An independent Cabinet Office review into the proliferation and use of frameworks in construction has called for a complete overhaul of the system to end wasted time and costs for bidders.
The review conducted by a top construction legal expert reveals contractors on average are spending nearly £250,000, and some as much as £1m, on individual framework bids.
It concluded that significant cost and time is being wasted bidding for multiple, speculative construction frameworks, often not connected to specific pipelines of work.
Professor David Mosey from the Centre of Construction Law, King’s College London also sets out terms for a new ‘Gold Standard’ for frameworks and framework contracts.
His report published by the Government said this would drive the strategic actions needed to improve value and safety, manage risks, meet Net Zero Carbon targets and support a profitable construction industry.
Mosey scrutinised public sector construction frameworks with a combined value of £180bn and considered more than 120 written submissions and 50 interviews.
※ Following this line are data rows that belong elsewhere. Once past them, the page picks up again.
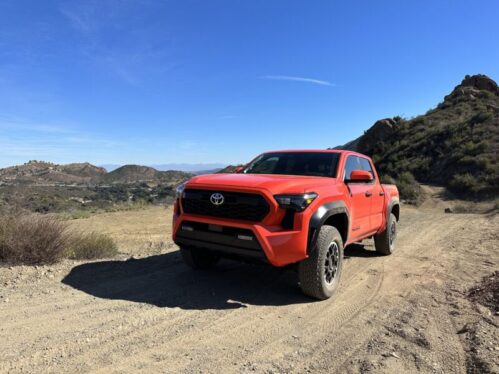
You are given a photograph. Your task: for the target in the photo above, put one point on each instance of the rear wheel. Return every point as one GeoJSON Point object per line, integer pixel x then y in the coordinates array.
{"type": "Point", "coordinates": [199, 258]}
{"type": "Point", "coordinates": [385, 242]}
{"type": "Point", "coordinates": [319, 274]}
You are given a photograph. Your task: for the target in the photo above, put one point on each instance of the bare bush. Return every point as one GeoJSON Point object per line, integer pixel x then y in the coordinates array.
{"type": "Point", "coordinates": [32, 239]}
{"type": "Point", "coordinates": [36, 239]}
{"type": "Point", "coordinates": [91, 245]}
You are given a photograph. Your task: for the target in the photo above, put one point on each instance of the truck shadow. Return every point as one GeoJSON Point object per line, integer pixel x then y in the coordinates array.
{"type": "Point", "coordinates": [164, 281]}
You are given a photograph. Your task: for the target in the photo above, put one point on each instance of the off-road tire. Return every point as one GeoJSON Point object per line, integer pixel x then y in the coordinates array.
{"type": "Point", "coordinates": [313, 272]}
{"type": "Point", "coordinates": [384, 242]}
{"type": "Point", "coordinates": [199, 259]}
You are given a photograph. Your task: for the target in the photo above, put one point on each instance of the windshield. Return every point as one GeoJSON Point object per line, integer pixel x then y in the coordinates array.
{"type": "Point", "coordinates": [320, 164]}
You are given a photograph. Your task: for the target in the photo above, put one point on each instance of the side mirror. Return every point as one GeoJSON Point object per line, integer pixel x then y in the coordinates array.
{"type": "Point", "coordinates": [360, 176]}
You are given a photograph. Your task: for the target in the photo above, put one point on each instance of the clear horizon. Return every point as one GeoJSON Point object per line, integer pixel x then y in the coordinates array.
{"type": "Point", "coordinates": [218, 82]}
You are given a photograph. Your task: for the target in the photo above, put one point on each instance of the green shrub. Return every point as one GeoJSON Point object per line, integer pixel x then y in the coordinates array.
{"type": "Point", "coordinates": [409, 188]}
{"type": "Point", "coordinates": [92, 245]}
{"type": "Point", "coordinates": [463, 183]}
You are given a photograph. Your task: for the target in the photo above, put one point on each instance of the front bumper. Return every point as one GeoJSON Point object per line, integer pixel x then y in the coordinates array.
{"type": "Point", "coordinates": [278, 246]}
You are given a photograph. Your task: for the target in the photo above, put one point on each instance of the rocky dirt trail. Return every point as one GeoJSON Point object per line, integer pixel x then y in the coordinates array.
{"type": "Point", "coordinates": [402, 313]}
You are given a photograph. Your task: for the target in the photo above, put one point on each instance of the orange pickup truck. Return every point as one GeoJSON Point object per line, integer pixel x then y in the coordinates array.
{"type": "Point", "coordinates": [298, 207]}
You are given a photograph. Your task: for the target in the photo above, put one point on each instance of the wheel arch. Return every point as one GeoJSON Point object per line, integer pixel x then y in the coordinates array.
{"type": "Point", "coordinates": [393, 207]}
{"type": "Point", "coordinates": [333, 214]}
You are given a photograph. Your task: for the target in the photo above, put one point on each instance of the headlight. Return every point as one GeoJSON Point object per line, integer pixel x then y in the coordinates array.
{"type": "Point", "coordinates": [296, 202]}
{"type": "Point", "coordinates": [180, 190]}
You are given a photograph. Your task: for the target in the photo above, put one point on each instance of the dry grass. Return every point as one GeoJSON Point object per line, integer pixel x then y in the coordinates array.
{"type": "Point", "coordinates": [134, 232]}
{"type": "Point", "coordinates": [32, 239]}
{"type": "Point", "coordinates": [36, 239]}
{"type": "Point", "coordinates": [92, 245]}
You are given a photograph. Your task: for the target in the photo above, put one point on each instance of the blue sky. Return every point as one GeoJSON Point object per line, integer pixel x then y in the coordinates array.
{"type": "Point", "coordinates": [154, 82]}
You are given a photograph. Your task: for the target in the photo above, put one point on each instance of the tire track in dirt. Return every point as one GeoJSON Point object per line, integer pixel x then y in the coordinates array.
{"type": "Point", "coordinates": [269, 327]}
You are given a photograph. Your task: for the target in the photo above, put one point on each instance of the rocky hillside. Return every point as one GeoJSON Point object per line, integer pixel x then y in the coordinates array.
{"type": "Point", "coordinates": [41, 172]}
{"type": "Point", "coordinates": [454, 145]}
{"type": "Point", "coordinates": [46, 173]}
{"type": "Point", "coordinates": [137, 173]}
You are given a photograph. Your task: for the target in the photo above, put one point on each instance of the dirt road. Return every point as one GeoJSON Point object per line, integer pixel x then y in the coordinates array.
{"type": "Point", "coordinates": [402, 313]}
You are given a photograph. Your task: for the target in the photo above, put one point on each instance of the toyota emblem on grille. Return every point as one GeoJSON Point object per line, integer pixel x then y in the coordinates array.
{"type": "Point", "coordinates": [217, 198]}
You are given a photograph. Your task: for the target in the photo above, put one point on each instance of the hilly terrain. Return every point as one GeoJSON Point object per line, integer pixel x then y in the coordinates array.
{"type": "Point", "coordinates": [81, 188]}
{"type": "Point", "coordinates": [453, 145]}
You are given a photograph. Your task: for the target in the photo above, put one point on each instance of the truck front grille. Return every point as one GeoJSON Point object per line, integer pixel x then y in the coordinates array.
{"type": "Point", "coordinates": [236, 205]}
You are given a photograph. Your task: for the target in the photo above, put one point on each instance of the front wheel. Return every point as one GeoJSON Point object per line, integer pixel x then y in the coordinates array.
{"type": "Point", "coordinates": [384, 242]}
{"type": "Point", "coordinates": [319, 274]}
{"type": "Point", "coordinates": [199, 259]}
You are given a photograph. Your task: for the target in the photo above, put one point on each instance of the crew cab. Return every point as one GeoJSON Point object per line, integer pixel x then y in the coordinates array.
{"type": "Point", "coordinates": [299, 207]}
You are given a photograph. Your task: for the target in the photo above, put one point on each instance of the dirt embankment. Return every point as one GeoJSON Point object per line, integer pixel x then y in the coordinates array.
{"type": "Point", "coordinates": [404, 313]}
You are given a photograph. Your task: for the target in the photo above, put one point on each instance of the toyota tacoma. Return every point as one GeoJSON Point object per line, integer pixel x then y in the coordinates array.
{"type": "Point", "coordinates": [288, 208]}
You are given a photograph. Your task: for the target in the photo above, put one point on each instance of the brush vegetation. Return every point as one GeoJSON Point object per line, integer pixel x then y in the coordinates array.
{"type": "Point", "coordinates": [34, 239]}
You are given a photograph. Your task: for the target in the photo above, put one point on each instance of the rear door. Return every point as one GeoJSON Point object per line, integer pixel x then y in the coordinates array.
{"type": "Point", "coordinates": [377, 198]}
{"type": "Point", "coordinates": [360, 196]}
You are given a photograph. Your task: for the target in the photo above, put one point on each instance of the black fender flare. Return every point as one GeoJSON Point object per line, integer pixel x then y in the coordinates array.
{"type": "Point", "coordinates": [393, 202]}
{"type": "Point", "coordinates": [321, 215]}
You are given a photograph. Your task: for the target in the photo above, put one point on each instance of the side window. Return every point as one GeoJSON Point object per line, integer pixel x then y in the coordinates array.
{"type": "Point", "coordinates": [366, 165]}
{"type": "Point", "coordinates": [351, 164]}
{"type": "Point", "coordinates": [266, 167]}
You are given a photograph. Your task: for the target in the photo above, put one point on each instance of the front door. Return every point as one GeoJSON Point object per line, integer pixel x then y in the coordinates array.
{"type": "Point", "coordinates": [361, 196]}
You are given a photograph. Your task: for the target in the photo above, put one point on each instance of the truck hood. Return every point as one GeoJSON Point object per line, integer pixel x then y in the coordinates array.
{"type": "Point", "coordinates": [276, 184]}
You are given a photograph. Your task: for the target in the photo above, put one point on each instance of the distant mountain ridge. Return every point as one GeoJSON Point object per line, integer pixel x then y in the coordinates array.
{"type": "Point", "coordinates": [189, 168]}
{"type": "Point", "coordinates": [454, 144]}
{"type": "Point", "coordinates": [41, 172]}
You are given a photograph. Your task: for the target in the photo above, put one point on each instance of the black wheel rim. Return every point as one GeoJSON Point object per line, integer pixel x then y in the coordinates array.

His analysis found evidence of waste, confusion and duplication in processes as well as too strong a focus on achieving the lowest price, rather than best value.
He said: “Review participants report average bid costs for each major framework of over £247,000 for contractors and over £130,000 for consultants, with a maximum of up to £1m in each case.”
On average one in four bids by contractors were successful in securing work, meaning that up to £4m would have be recovered before a supplier delivered any value at all.
“These costs, and the procurement costs incurred by clients, will be substantially reduced if government and industry clarify the scope of each framework and if they adopt a new Gold Standard for selection questionnaires, evaluation criteria, framework contracts, outcome-based performance measures and incentives,” he said.
The new ‘Gold Standard’ for frameworks and framework contracts drives the strategic actions that will improve value and safety, manage risks, meet Net Zero Carbon targets and support a profitable construction industry.
Mosey said that employing the Gold Standard principals offered a dynamic and strategic medium for implementing Construction Playbook policies in ways that break the cycle of lost learning and deliver faster, better, greener construction.
To tackle these issues, the Gold Standard puts in place 24 recommendations, which must be met by both developers and the public sector.
Cabinet Office Minister, Lord Agnew, said: “The new Gold Standard will make sure that vital public sector developments have rigorous measures in place to make sure public money is spent well and that projects are delivered successfully.
“This will be welcomed across the public sector, the construction industry and by the public, who have a right to expect the best possible public sector projects.”
Director of Operations for the Civil Engineering Contractors Association Marie-Claude Hemming said: “We are delighted that Professor Mosey has taken on many of our members’ recommendations in his review, which will enable future frameworks to be established that will deliver improved value for money, efficiency, safety, and social value.
“Moreover, he recommends that future frameworks must focus on net zero carbon and whole life value, delivering both better environmental outcomes and value for money for our members’ clients.
The review is a result of the Construction Playbook, which was launched by the Cabinet Office in 2020 with the aim of making sure the public sector and construction industry work together better to deliver key infrastructure projects.